6. Hollingsworth v. Perry was a case challenging whether the Equal Protection Clause of the Fourteenth Amendment prohibits the State of California from defining marriage as the union of a man and a woman.
7. Proposition 8 was a California ballot proposition and a state constitutional amendment passed in the November 2008 state elections. The measure added a new provision, Section 7.5 of the Declaration of Rights, to the California Constitution, which provides that "only marriage between a man and a woman is valid or recognized in California." By restricting the recognition of marriage to opposite-sex couples, the proposition effectively overturned the California Supreme Court's ruling of In re Marriage Cases that same-sex couples have a constitutional right to marry. The wording of Proposition 8 was precisely the same as Proposition 22, which had passed in 2000 but had been invalidated by the State Supreme Court in 2008.

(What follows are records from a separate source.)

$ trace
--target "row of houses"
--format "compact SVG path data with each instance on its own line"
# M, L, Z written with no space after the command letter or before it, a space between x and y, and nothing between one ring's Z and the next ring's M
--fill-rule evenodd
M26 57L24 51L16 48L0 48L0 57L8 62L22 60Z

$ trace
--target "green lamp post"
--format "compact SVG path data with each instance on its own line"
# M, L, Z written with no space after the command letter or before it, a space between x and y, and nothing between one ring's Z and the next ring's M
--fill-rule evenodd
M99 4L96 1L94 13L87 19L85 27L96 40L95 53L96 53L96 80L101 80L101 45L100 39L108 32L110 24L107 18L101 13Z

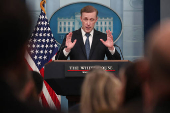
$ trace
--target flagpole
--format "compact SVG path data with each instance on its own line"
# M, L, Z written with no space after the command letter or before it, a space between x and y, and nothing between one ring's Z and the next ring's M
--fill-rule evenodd
M46 3L46 0L42 0L41 2L40 2L40 8L41 8L41 10L46 14L46 12L45 12L45 8L44 8L44 4Z

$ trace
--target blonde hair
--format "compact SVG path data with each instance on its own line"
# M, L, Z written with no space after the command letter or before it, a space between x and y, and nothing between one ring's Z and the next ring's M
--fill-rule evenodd
M110 72L95 68L87 73L82 85L81 113L115 111L120 81Z

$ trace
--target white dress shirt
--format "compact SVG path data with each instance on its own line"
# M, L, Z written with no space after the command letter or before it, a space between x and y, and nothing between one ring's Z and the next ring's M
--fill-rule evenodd
M82 37L83 37L83 42L84 42L84 45L85 45L85 42L86 42L86 32L84 32L84 30L81 28L81 33L82 33ZM90 43L90 48L91 48L91 45L92 45L92 41L93 41L93 34L94 34L94 29L90 32L90 36L89 36L89 43ZM109 50L110 53L113 55L115 53L115 48L114 50ZM63 49L63 53L65 56L67 56L70 52L66 52L65 49Z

8. In a 5-4 decision on Perry, the Court ruled that opponents of same-sex marriage did not have the constitutional authority, or standing, to defend the law in federal courts after the state refused to appeal its loss at trial years earlier. The ruling says, "[The Supreme Court has] never before upheld the standing of a private party to defend the constitutionality of a state statute when state officials have chosen not to. We decline to do so for the first time here." The majority opinion was Roberts, Scalia, Ginsburg, Breyer, and Kagan with Kennedy, Thomas, Alito, and Sotomayor dissenting.
9. The Perry decision makes same-sex marriage legal again in California. But by dismissing the case, the Supreme Court refused to make any broader declarations either for or against same-sex marriage at the state level. UPDATE: ADF says that same-sex marriage is not yet legal in California: "The bottom line is that the U.S. Supreme Court has thrown Prop 8 into legal limbo. We simply do not know what the fate of Prop 8 will be. But under California law, Prop 8 still stands because there is no appellate court decision striking it down, which is necessary to void an initiative of the people in that state." However, as Lyle Denniston of SCOTUS Blog notes, "Some 18,000 California same-sex couples already had been married when they had a brief chance to do so as the issue developed in that state, but now millions are likely to gain the right to marry when the judge's ruling is implemented by state officials. Happening perhaps in just a few weeks, that would make California the fourteenth — and largest — state to permit such marriages (along with Washington, D.C.)."